That really isn't the point as several people have tried pointing out to you 

Sorry for getting your age wrong, for some reason I thought you were still young. My mistake..


----------



## MrRustyRead (Mar 14, 2011)

B3rnie said:


> That really isn't the point as several people have tried pointing out to you
> 
> Sorry for getting your age wrong, for some reason I thought you were still young. My mistake..


i think i remember her actually saying she was 18..


----------



## Lil Miss (Dec 11, 2010)

B3rnie said:


> That really isn't the point as several people have tried pointing out to you
> 
> Sorry for getting your age wrong, for some reason I thought you were still young.
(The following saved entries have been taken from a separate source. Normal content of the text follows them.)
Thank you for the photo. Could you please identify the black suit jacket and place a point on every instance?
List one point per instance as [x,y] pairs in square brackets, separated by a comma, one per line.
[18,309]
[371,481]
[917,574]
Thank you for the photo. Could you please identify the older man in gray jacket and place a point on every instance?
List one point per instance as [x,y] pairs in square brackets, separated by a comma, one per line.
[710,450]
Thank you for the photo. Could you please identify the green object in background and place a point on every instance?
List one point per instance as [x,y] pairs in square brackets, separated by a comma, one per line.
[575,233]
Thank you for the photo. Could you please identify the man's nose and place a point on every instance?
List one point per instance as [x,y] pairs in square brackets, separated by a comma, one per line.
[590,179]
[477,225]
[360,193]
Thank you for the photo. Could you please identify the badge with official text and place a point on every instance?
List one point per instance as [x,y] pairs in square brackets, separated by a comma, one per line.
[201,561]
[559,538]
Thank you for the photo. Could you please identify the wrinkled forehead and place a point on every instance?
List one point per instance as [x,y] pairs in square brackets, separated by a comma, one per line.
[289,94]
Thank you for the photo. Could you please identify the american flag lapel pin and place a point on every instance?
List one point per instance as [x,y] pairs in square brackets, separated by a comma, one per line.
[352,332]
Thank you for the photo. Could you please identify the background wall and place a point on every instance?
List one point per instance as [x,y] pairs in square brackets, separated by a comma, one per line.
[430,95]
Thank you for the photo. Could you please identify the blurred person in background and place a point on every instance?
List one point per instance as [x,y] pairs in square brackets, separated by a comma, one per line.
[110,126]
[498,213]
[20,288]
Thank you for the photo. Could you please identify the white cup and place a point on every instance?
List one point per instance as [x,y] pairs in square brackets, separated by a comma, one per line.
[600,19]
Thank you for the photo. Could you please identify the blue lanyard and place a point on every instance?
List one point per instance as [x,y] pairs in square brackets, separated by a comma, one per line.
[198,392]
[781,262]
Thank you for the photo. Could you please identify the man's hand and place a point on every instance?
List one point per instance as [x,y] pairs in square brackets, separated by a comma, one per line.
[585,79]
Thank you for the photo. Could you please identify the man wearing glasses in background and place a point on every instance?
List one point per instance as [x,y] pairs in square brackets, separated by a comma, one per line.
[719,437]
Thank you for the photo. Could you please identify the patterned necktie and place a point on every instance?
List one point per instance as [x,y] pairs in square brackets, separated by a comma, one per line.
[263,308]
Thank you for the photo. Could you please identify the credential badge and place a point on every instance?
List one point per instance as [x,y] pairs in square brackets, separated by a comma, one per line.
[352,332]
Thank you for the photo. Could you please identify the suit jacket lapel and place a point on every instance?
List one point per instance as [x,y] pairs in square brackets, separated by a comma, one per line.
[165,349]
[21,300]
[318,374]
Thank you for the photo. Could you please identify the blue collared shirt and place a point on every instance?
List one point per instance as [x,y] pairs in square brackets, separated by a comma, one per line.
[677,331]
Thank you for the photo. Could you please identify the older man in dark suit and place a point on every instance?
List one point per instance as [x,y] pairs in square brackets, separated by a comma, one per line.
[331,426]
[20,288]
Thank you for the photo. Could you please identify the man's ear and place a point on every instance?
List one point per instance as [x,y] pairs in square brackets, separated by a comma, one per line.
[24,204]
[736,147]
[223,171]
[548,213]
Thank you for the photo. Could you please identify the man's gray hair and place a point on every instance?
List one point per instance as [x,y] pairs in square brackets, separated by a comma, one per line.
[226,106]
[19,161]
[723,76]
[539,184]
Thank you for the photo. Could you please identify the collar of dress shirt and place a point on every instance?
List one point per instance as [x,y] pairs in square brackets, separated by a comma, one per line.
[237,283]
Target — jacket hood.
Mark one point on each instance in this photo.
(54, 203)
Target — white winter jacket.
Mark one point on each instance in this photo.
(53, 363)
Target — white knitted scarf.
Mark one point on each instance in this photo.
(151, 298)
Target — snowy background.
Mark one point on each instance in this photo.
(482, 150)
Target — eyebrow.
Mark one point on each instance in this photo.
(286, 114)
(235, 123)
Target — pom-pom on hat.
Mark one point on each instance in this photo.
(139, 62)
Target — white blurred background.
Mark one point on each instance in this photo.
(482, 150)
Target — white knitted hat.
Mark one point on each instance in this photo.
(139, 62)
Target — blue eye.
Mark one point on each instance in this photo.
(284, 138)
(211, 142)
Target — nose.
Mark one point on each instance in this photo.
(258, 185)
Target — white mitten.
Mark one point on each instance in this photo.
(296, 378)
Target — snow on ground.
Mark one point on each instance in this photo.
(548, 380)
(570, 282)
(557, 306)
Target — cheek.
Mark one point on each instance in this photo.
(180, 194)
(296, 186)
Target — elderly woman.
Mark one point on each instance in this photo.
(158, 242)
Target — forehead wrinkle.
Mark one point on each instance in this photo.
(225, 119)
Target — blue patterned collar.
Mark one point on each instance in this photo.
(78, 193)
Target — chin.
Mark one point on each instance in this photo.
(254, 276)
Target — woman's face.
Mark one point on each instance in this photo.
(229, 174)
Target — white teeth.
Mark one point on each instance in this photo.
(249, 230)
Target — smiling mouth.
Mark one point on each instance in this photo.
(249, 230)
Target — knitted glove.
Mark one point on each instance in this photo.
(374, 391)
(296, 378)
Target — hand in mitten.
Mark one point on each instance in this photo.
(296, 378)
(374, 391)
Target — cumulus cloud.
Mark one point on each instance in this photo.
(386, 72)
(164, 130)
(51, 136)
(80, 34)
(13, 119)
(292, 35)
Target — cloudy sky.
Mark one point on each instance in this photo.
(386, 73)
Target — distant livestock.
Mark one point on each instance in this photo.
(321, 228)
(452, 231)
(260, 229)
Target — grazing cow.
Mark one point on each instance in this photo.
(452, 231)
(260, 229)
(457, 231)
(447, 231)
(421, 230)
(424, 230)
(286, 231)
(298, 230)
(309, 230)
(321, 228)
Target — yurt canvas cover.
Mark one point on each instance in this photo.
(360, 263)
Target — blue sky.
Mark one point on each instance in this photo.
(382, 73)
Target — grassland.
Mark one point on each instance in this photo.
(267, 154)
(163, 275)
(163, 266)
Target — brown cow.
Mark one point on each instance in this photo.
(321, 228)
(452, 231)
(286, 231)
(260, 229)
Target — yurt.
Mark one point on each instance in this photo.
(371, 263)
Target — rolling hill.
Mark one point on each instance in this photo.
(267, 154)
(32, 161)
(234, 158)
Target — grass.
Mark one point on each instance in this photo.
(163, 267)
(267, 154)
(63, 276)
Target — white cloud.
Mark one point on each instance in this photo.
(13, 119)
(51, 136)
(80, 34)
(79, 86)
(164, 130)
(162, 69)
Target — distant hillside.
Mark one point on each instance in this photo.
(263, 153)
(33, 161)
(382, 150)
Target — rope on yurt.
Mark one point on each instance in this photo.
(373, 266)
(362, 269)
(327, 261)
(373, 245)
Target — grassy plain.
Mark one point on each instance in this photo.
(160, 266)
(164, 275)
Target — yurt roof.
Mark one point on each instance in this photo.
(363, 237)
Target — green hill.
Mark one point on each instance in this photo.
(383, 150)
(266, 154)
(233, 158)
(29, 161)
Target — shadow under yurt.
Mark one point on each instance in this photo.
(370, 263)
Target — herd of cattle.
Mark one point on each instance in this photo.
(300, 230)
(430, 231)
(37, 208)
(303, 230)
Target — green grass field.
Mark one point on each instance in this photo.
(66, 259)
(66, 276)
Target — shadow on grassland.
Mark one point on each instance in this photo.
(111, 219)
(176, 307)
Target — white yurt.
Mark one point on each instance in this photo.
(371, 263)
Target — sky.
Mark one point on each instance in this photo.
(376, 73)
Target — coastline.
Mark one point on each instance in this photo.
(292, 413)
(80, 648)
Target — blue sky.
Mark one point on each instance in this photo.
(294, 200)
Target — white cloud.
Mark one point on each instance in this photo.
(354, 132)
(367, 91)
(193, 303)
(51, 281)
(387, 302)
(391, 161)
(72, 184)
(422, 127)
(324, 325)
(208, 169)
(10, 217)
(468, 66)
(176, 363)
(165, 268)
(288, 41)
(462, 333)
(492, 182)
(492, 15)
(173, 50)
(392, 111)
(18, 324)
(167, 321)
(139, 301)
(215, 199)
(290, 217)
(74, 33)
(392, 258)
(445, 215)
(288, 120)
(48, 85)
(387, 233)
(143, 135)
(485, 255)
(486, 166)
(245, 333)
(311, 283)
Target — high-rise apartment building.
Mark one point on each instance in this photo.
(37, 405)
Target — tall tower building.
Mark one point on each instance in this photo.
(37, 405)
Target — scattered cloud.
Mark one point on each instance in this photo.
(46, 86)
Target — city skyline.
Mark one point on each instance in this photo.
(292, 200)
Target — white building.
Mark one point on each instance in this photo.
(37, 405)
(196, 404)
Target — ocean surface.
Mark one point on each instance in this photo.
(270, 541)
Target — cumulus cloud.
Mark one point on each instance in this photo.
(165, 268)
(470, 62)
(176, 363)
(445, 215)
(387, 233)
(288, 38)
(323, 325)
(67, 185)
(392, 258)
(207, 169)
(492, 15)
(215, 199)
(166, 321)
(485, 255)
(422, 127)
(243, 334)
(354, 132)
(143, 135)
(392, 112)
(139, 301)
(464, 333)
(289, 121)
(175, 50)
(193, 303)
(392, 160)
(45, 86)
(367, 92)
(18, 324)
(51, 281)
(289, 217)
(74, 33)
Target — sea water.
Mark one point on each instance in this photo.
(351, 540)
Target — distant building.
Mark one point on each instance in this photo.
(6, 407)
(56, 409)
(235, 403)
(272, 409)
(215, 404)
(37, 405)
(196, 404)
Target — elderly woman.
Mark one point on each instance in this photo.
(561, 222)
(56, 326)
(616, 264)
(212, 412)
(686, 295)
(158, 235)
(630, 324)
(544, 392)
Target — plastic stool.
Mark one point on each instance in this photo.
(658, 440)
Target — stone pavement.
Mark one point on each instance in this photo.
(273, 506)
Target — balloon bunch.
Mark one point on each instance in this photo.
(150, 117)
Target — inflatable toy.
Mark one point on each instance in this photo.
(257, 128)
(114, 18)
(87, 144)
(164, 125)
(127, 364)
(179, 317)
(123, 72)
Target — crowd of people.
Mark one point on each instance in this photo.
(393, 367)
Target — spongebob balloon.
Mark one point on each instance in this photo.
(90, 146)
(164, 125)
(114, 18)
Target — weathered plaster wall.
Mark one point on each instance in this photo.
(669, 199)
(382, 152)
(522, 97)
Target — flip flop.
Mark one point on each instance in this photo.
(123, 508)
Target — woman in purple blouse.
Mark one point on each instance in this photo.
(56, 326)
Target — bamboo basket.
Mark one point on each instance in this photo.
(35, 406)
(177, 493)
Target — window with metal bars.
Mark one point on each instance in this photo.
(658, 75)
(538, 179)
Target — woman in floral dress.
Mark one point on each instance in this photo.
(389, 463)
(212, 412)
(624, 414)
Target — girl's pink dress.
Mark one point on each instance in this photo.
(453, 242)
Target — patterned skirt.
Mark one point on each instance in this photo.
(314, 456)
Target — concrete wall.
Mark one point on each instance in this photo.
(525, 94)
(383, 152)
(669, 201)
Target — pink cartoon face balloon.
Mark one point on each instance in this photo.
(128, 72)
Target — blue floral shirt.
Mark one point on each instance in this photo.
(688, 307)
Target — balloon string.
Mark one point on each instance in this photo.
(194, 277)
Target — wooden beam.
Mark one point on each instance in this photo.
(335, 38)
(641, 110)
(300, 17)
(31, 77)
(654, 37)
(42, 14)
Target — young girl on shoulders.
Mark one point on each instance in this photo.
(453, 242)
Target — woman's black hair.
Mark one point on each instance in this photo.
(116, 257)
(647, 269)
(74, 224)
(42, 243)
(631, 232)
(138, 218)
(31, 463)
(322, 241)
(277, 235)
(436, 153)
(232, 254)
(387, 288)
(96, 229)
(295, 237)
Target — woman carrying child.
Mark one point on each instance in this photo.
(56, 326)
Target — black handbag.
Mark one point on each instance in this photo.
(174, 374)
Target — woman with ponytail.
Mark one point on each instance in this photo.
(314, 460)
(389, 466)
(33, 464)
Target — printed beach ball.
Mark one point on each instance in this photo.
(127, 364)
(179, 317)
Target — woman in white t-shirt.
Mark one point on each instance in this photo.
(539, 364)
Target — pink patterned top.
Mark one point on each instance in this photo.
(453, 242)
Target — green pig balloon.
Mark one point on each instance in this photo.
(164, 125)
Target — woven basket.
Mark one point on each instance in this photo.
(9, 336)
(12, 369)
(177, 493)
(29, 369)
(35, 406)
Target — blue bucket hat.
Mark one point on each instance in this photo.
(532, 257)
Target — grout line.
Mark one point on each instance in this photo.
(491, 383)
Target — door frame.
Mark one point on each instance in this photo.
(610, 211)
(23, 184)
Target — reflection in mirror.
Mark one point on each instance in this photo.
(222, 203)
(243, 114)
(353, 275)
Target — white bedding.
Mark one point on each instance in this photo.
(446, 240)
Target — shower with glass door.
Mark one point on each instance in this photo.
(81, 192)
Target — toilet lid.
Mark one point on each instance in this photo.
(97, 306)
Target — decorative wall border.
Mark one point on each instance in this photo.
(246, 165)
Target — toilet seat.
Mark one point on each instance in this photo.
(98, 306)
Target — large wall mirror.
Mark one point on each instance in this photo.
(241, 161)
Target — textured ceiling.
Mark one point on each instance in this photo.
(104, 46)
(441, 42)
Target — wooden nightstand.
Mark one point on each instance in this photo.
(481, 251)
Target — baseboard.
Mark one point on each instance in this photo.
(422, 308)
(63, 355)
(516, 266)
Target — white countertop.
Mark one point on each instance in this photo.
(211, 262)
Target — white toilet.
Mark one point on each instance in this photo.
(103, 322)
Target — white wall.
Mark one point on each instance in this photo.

My mistake..


cant think why you would of thunk that, youuu numpty

i agree, pet stores are the worst place possiable to get ANY animal from, just because you have been lucky and not noticed anything genetically wrong with your animals doesnt mean there wasnt.
wobbles, how old have your pet store hamsters lived?
have you ever had one reach 3 and a half? 4? 5? what about 5 and a half? how many of your "50 odd" hamsters died before their second birthday?
how many got ill and died as a result? how many had tumours?

animals from breeders live much longer and tend to be more resiliant, less prone to picking up small bugs which can turn fatal with thier lesser immune systems


----------



## we love bsh's (Mar 28, 2011)

B3rnie said:


> That really isn't the point as several people have tried pointing out to you
> 
> Sorry for getting your age wrong, for some reason I thought you were still young. My mistake..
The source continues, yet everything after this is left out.